The Colors in This LA Family Home Are Unbelievably Soothing

On the day of this photo shoot, there were a pair of pants at the bottom of the pool. No one knew who the pants belonged to, but Jackie Smith, a real estate mega-agent and the matriarch of the house, has a lead on which kid launched them there. “This is truly the house where everybody comes,” says her husband, Dennis, a designer and builder. “On a Friday night, there will be about 13 kids of all different ages over here.” Plus three dogs, two cats, and a male hamster named Susan.

Driving up to the home—a stately 1940 Monterey Colonial with hedges, fountains, columns, white paint, and black shutters—you might get a different impression. But the inside is warm and whimsical, the kind of place you don’t want to leave. Pastel walls are paired with contemporary accents: Low-slung, flaxen sofas beckon from the blush family room. Twice a month, they pull off the slipcovers and toss them in the wash. “I try to enforce a ‘no orange-​dusted food’ rule, but the kids get it through,” Dennis says: Cheetos, Jackie explains.

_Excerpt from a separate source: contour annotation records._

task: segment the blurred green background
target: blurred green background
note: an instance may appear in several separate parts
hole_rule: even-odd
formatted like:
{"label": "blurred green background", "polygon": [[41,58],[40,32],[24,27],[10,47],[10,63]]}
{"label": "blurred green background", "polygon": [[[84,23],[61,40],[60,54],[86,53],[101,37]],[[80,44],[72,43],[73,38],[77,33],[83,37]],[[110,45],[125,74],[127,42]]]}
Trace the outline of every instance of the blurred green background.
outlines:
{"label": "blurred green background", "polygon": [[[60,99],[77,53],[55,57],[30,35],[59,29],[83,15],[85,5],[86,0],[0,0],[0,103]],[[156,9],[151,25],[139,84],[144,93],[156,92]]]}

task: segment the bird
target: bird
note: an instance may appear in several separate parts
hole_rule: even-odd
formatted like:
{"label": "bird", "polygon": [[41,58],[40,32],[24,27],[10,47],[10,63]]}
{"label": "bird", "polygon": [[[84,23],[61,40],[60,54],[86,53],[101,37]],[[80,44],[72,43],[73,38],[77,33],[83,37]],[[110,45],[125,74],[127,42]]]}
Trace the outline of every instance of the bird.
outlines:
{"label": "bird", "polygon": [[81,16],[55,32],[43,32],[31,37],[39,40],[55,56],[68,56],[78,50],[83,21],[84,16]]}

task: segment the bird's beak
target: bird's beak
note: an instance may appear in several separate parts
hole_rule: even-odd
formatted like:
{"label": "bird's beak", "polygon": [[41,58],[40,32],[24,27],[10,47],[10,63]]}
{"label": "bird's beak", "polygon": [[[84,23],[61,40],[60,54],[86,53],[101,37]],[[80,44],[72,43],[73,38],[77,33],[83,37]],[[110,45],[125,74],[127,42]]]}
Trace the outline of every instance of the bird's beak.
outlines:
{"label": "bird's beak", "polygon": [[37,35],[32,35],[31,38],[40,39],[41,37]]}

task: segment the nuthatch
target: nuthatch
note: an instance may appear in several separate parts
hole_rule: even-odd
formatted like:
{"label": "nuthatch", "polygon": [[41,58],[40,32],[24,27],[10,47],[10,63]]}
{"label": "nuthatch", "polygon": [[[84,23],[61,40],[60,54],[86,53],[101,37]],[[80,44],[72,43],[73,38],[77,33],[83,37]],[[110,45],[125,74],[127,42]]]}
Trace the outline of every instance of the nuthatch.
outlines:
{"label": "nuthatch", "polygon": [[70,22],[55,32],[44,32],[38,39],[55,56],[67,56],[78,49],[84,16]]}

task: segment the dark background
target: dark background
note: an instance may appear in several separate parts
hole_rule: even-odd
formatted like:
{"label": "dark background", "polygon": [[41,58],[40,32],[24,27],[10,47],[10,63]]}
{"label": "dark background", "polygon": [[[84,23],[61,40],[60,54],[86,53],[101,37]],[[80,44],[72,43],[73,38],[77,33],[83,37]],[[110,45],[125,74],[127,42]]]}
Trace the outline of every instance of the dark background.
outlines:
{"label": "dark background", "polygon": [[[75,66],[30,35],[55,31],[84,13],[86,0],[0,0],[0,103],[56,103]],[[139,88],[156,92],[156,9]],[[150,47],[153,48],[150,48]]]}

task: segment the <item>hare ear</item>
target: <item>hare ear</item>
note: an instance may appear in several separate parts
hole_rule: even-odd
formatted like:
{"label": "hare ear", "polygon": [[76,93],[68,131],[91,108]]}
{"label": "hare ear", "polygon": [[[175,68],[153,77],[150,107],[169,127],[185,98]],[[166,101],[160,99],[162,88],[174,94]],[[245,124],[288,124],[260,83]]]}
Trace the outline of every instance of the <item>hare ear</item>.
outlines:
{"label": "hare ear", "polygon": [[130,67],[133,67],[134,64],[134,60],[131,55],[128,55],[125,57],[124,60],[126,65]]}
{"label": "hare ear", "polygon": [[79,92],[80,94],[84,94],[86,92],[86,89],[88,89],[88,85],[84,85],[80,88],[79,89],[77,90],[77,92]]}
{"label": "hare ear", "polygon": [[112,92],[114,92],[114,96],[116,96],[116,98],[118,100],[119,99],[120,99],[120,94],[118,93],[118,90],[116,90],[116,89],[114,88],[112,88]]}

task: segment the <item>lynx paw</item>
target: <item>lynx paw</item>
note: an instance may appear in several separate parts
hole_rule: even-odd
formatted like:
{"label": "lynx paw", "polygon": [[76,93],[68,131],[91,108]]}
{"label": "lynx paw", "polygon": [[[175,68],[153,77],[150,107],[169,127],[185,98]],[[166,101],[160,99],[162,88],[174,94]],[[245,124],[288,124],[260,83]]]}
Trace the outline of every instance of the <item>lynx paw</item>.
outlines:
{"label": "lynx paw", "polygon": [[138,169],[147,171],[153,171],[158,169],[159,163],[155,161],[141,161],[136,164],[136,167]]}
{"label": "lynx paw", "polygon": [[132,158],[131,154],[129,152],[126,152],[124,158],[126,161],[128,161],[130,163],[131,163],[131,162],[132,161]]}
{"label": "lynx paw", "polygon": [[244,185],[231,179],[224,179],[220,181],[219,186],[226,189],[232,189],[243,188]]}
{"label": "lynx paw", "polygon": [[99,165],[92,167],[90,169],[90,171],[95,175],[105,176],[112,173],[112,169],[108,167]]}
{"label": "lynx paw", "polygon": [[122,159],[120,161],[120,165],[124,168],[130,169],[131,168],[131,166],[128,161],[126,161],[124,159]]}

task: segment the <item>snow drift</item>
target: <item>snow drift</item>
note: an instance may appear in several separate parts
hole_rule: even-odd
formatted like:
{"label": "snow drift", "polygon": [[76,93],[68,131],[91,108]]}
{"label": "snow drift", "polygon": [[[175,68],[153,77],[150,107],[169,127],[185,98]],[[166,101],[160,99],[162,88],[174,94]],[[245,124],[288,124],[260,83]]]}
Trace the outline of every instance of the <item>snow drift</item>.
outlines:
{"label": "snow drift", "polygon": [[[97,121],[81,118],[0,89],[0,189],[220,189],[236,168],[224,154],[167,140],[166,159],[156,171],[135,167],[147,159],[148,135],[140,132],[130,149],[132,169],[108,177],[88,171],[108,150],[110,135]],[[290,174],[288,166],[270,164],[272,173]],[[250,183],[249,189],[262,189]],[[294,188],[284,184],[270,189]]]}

Candy wrappers behind the cushions.

Kristi Bender, who co-owns the Los Angeles design firm Cuffhome with her business partner, Wendy Schwartz, has been friends with the Smiths for decades. So when the family decided to renovate their home of 14 years—ditching the dark-wood paneling, knocking down walls to open up spaces, and making the front rooms into places they’d actually want to hang out in (rather than don’t-touch-anything environs)—she got the picture instantly.

Jackie kept seeing flourishes she loved in all the properties she was selling and was tempted to introduce notes of each style in her own home. These enthusiasms, unbridled, could have led to a Victorian-ranch-farmhouse- glass-cube grab bag. But Bender intervened.

She introduced unexpected shapes and bold colors throughout, from Cuffhome’s unique rope-wrapped globe lamp in the dining room to the striking centerpiece of the home, an all-pink family room. At first, Dennis “absolutely hated it—until the painters put it up.”Cast in Farrow & Ball’s Setting Plaster, the walls change with the light, pearly in some places, warm salmon in others, and light brown in the shadows. “I was so gunning for this,” Jackie says, grinning.

Some rooms found a new purpose. “When we first designed the home, we thought the living room was supposed to be very formal, very East Coast,” Jackie says. “But none of us ever went into it. We started to think, If we don’t live like this, what’s the point?” Bender reimagined the space as a music room, highlighting the family’s many instruments and mounting a few beloved vinyl record covers. “I can’t get enough of this room,” Jackie says. “If the doors are closed for some reason, like the kids are doing their guitar lessons in there, I’m super-bummed when I walk in the door and I can’t see it all.”